The critical thinker would assume that Satoshi, through the creation of traceable digital cash, most likely would have opposed May’s views on assassination markets. Craig writes “there is the fallacy that assassination markets would keep us honest… in creating Bitcoin, I needed to find something that would not, as all other peer-to-peer networks had, devolve into an anarchist ‘free-for-fall’… it is not a system that cannot be followed or traced.” He is clear in his opposition to May’s ideas:

“Assassination markets do not create societies. They create corrupt systems and kleptocracies.”

Craig goes on to cite Plato’s Euthyphro to examine a separate problem from Oresteia – “conflicting laws and requirements of honour”. He discusses how society is made up of many people “who have differing views and perspectives” and that society is about tradeoffs, for which we should be grateful to have in a western society.

I wasn’t surprised to see Craig cite Greek and Roman thought to examine these philosophical topics. Over the past few years I have been telling Craig he should start a book club so that I and others could have some direction in what to study Bitcoin further. When he announced he would be putting up the first in a series of books, I was excited to see what area of computer science, economics, cryptography, or other realm of information the book topic would be. I was quite surprised to see Plato’s The Republic cited to study “politics and the state” with a series of thought-provoking questions about the nature of the state and whether or not we agreed with Plato’s views.

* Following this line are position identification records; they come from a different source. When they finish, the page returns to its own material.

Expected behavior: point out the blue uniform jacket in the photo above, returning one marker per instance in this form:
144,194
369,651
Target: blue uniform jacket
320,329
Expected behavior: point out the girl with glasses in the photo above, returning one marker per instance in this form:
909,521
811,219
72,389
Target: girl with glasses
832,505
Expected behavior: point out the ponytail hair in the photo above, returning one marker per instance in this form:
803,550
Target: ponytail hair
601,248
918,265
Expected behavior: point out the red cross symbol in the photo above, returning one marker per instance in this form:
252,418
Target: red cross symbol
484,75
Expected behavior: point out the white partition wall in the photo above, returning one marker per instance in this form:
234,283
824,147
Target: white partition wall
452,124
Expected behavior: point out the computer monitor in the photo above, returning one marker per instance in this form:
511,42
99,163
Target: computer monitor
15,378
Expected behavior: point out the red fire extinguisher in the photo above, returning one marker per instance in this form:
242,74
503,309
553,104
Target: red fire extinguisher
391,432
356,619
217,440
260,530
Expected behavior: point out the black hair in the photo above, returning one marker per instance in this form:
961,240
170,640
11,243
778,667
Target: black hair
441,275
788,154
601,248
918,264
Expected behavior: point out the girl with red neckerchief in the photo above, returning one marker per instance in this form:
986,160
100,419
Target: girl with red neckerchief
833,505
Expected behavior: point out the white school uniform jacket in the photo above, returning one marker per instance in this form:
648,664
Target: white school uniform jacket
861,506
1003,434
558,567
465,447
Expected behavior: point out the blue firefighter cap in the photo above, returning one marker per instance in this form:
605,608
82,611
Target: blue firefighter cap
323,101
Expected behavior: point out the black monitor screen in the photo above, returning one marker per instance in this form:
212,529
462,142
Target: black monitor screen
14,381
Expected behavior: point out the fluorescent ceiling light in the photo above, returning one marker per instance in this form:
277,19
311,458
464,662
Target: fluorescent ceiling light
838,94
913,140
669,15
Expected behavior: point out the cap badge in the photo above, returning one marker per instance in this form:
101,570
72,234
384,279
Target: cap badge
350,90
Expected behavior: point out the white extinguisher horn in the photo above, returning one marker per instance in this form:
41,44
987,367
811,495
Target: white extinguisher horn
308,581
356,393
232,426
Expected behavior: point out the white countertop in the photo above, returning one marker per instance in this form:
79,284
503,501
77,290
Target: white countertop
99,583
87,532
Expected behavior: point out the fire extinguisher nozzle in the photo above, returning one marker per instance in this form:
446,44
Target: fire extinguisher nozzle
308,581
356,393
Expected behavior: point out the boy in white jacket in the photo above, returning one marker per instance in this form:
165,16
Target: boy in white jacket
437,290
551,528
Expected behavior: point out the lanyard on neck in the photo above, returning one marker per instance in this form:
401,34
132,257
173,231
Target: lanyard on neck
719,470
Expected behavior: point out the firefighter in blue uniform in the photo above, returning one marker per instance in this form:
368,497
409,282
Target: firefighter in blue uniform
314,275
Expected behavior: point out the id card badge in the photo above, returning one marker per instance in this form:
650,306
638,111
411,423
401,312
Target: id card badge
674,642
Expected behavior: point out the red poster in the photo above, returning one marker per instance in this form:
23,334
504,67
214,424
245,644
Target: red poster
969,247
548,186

Craig’s fascination with ancient literature is summed up in his blog post:

Many of the problems we see now come from a lack of understanding of the past. More than two and a half millennia ago, the Greek and Roman societies faced similar conundrums. It is not a problem that they needed to solve.

He then warns that we must learn from history so as to not be doomed to repeat it.

It is with a rich irony that we find the creator of Bitcoin arguing against the common wisdom of the cypherpunks, and instead shows a different vision for his digital cash invention. Not a vision of individuals living in the shadows free from the effects of their actions, but instead a new system that allows honest people to compete without corruption. With the wisdom of our ancestors in our mind, Bitcoin enables us to build a new society not through radical rebellion, but through honest competition.